Bir sağlık sorunundan korunmak için değil de, o sorunu çözmek için yani hastalığı tedavi etmek için bu ürünlerden faydalanmayı düşünüyorsanız doktorunuz ne diyorsa onu yapın. Doktorunuza bilgi vermeden herhangi bir hastalığın tedavisi için bu ürünleri kullanmayın.
Korunmak ve güçlenmek amacıyla kullandığınızda da yan etkilere karşı uyanık olun. Bitkilerin içinde tıpkı ilaçlardaki gibi kimyasal maddelerin olduğunu, bu kimyasalların vücudunuzda bazı toksik reaksiyonlara, alerjik tepkilere sebep olabileceğini unutmayın.
Eğer reçeteli bir ilaç kullanıyorsanız bu ürünlere başlamadan önce mutlaka doktorunuzla konuşun.
Ortaya çıkabilecek belirtileri dikkatle izleyin ve en kısa zamanda eczacınıza veya doktorunuza haber verin.
Bu ürünleri eczanelerden veya resmi makamlardan onaylanmış ürünleri satan yerlerden satın alın.
Standardize edilmiş ürünleri kullanın. "Standardize edilmiş ürün" demek, belirli işlemlerden geçirilerek temel aktif bileşenlerinin mevcudiyeti ve miktarı garanti edilmiş ürünler demektir.
Eğer geleneksel bitkisel ürünlerin satıldığı aktarlardan bazı bitkisel ürünleri almayı düşünüyorsanız bu ürünlerle ilgili doğru bilgilenmeye, etiket bilgileri ile yetinmemeye çalışın. Bu ürünlerin çoğunun bir sağlık sorununu tamamen çözmeye gücünün yetmeyeceğini, bu ürünleri kullanmaya başlayınca reçete ilaçlarınızı terk etmemeniz gerektiğini unutmayın.

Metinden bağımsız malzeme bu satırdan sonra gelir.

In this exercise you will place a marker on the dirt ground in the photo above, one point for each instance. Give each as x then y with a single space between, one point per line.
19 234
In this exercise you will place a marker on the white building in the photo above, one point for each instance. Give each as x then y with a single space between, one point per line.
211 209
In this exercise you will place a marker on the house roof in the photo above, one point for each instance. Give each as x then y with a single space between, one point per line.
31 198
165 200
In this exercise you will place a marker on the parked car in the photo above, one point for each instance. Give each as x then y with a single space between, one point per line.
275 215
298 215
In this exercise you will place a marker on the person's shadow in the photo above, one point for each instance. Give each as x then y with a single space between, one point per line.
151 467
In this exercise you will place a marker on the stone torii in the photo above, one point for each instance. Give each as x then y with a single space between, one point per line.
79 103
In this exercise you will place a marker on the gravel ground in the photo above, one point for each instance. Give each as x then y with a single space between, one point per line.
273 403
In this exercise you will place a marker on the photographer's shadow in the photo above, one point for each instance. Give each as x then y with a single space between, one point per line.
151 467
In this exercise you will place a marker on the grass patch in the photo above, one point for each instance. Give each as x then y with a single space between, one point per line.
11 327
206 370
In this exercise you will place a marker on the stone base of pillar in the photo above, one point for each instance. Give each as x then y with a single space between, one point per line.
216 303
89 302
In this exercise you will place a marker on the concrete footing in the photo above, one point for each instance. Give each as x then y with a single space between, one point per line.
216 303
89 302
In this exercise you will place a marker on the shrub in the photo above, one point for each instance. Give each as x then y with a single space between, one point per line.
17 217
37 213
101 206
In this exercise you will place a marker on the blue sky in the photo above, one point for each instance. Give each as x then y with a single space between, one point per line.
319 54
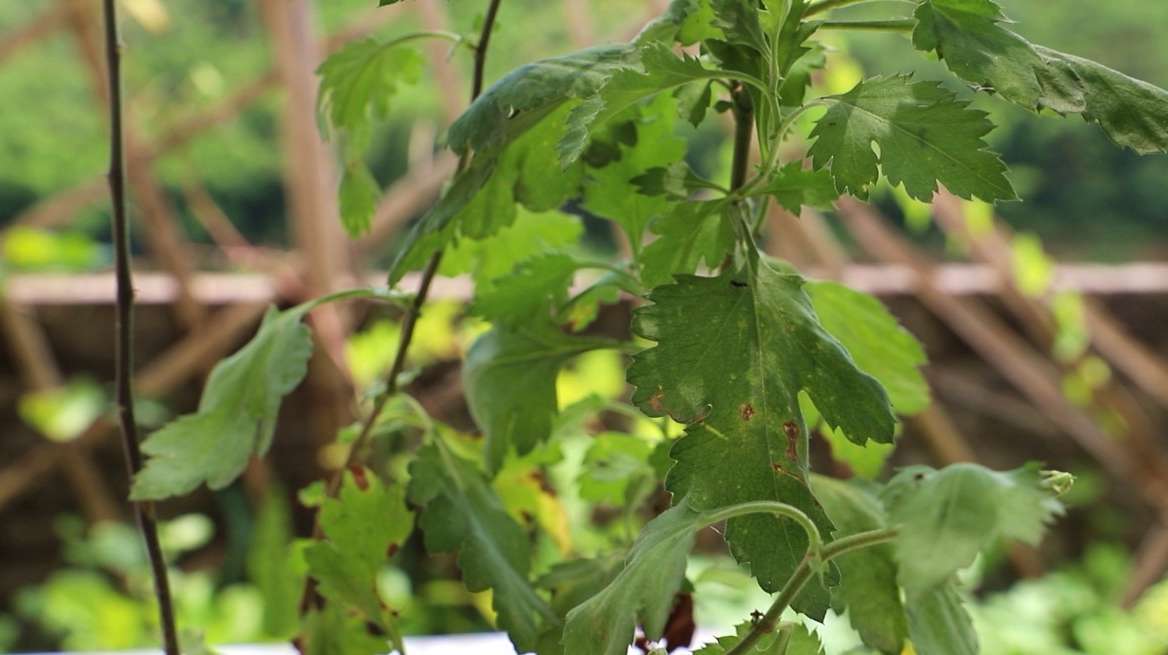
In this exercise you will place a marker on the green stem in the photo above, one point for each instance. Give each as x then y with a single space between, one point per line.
799 579
892 25
828 5
457 39
814 541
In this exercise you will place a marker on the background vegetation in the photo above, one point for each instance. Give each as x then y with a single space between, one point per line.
1085 199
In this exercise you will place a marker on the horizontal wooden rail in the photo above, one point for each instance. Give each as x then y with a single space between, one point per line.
889 279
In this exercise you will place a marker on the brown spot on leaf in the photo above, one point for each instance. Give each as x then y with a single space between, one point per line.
792 431
655 403
359 476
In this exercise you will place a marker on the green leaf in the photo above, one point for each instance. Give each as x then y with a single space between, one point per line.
485 197
732 354
1131 111
800 642
876 341
363 525
359 195
529 293
333 632
868 587
529 235
236 417
614 465
275 568
464 514
939 625
611 192
692 234
795 187
950 515
642 592
509 376
357 83
658 69
968 35
570 584
530 92
356 86
925 136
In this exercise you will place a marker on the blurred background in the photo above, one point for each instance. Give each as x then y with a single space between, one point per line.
1044 320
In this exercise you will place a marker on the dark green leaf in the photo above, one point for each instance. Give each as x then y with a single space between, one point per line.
611 192
642 592
530 235
464 514
509 376
732 354
356 86
614 466
333 632
878 345
925 137
529 293
362 525
689 235
485 199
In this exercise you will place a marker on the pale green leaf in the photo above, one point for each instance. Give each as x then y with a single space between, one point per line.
947 516
236 416
926 137
939 624
357 197
795 188
971 37
509 376
868 587
800 641
464 514
731 355
876 341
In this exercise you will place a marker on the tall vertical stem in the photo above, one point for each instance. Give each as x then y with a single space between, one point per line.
125 328
410 321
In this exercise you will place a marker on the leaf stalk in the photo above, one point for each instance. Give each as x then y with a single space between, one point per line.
811 562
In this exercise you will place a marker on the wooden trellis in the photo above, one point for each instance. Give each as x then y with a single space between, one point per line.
326 260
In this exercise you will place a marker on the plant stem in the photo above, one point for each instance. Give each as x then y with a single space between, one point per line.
803 573
412 313
743 131
124 363
828 5
892 25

Aktarlardan aldınız ürünleri küçük dozlarda ve yavaş yavaş miktarı arttırarak kullanmaya çalışmanız da bir çözüm olabilir.
BAZI BİTKİLER VE SAĞLIK YARARLARI
Ekinezya Bağışıklık sistemini güçlendiriyor.
Papatya Sakinleştirici, mide rahatlatıcı olduğu belirtiliyor.
Tarçın Kan şekeri ve kolesterolü dengeliyor.
Meyan kökü Hazım sisteminin güçlü bir destekleyicisi.
Zencefil Mide ve bağırsakları sindirim açısından rahatlatıyor.
Nane Hazımsızlığı gidermede, bağırsak kaslarını gevşetmede ve gazı azaltmada yardımcı oluyor.
Yandaki bilgiler, bilimsel verilere dayanmaktan çok geleneksel tıbbın üzerinde durduğu yararlardır. Bu desteklerden yararlanırken doktorunuzla görüşmek zorunda olduğunuzu unutmamalısınız.